Volume 3 - Issue 1, 2009 - Country Focus: Cardiology in Italy

Telemedicine Applications in Cardiology

Telemedicine represents a good solution for the management of patients with cardiac problems. Telecardiology, in particular, guarantees continuity of care and the creation of integrated networks between acute hospitals and primary care, with a more rational and quicker management of patients. Additionally, telemedicine is particularly implemented where geographical barriers impinge on equity of access to health services. Italy, even if characterised by a high population density (approximately 200 inhabitants/km2), is rich in isolated and rural areas that suffer from a scarcity of healthcare resources.
Telecardiology in Italy

Telemedicine projects have existed across Italy since the 1990s. The most diffuse telemedicine services in Italy include telemonitoring of people with chronic conditions and teleconsultation for specific cardiac events. In particular, the main applications cover the following areas: telemonitoring of patients affected by chronic heart failure or hypertension, patients implanted with cardiac devices, teleconsultation for general practitioners and for emergency.

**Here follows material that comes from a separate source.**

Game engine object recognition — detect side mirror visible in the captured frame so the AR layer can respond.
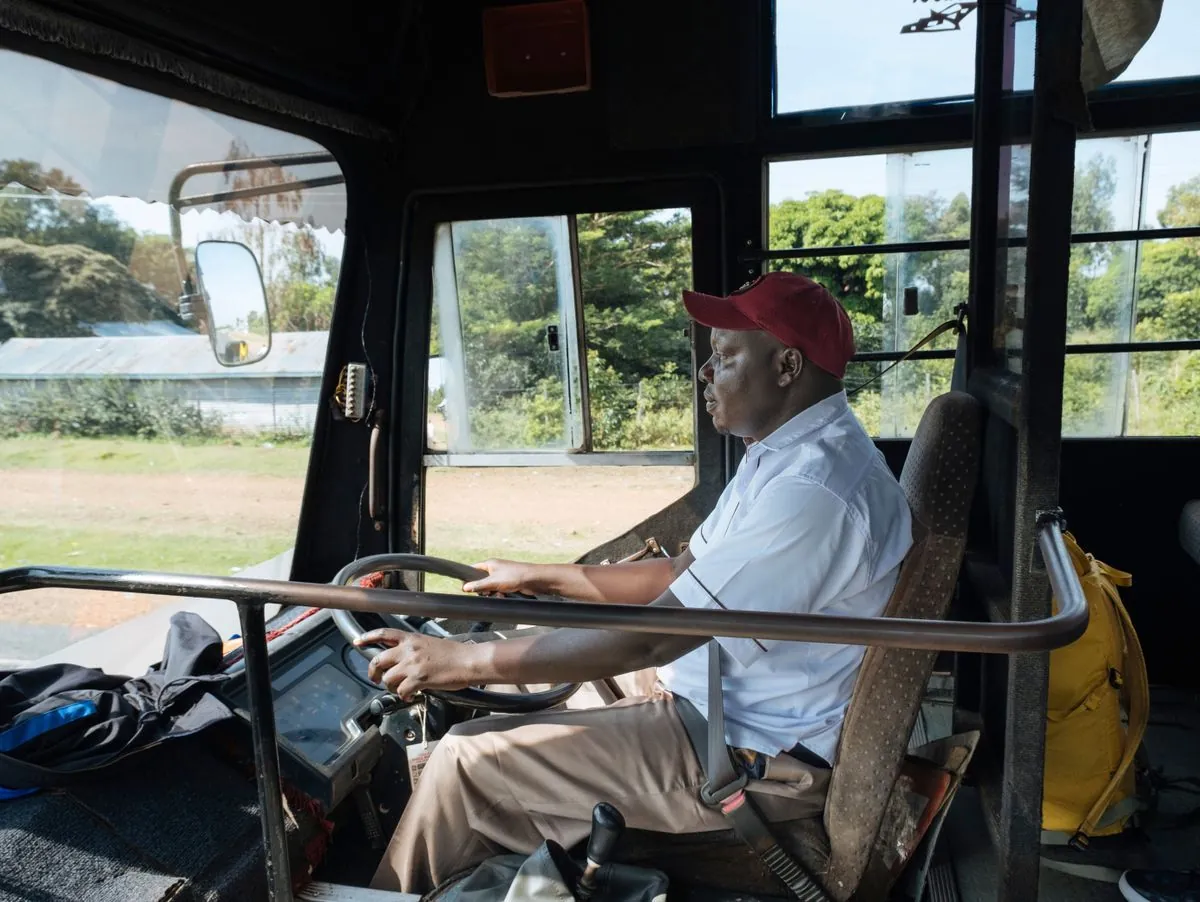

Chronic Heart Failure (CHF)

Usually after a cardiovascular related hospital discharge, patients can be followed through a telemedicine programme. This management model requires a portable device for ECG execution and subsequent transfer, by an analogue or mobile telephone, to a call centre, which stores it and acts as a point of contact between patients with hospital nurses and cardiologists. Hospital staff is responsible for the clinical management of patients, providing consultations or nursing triage, whereas the call centre provides technological and organisational support and, if requested, offers clinical support 24 h/day, 365 days/year. All patient data are stored on a web-server and available in order to keep the GP informed and to support future investigations.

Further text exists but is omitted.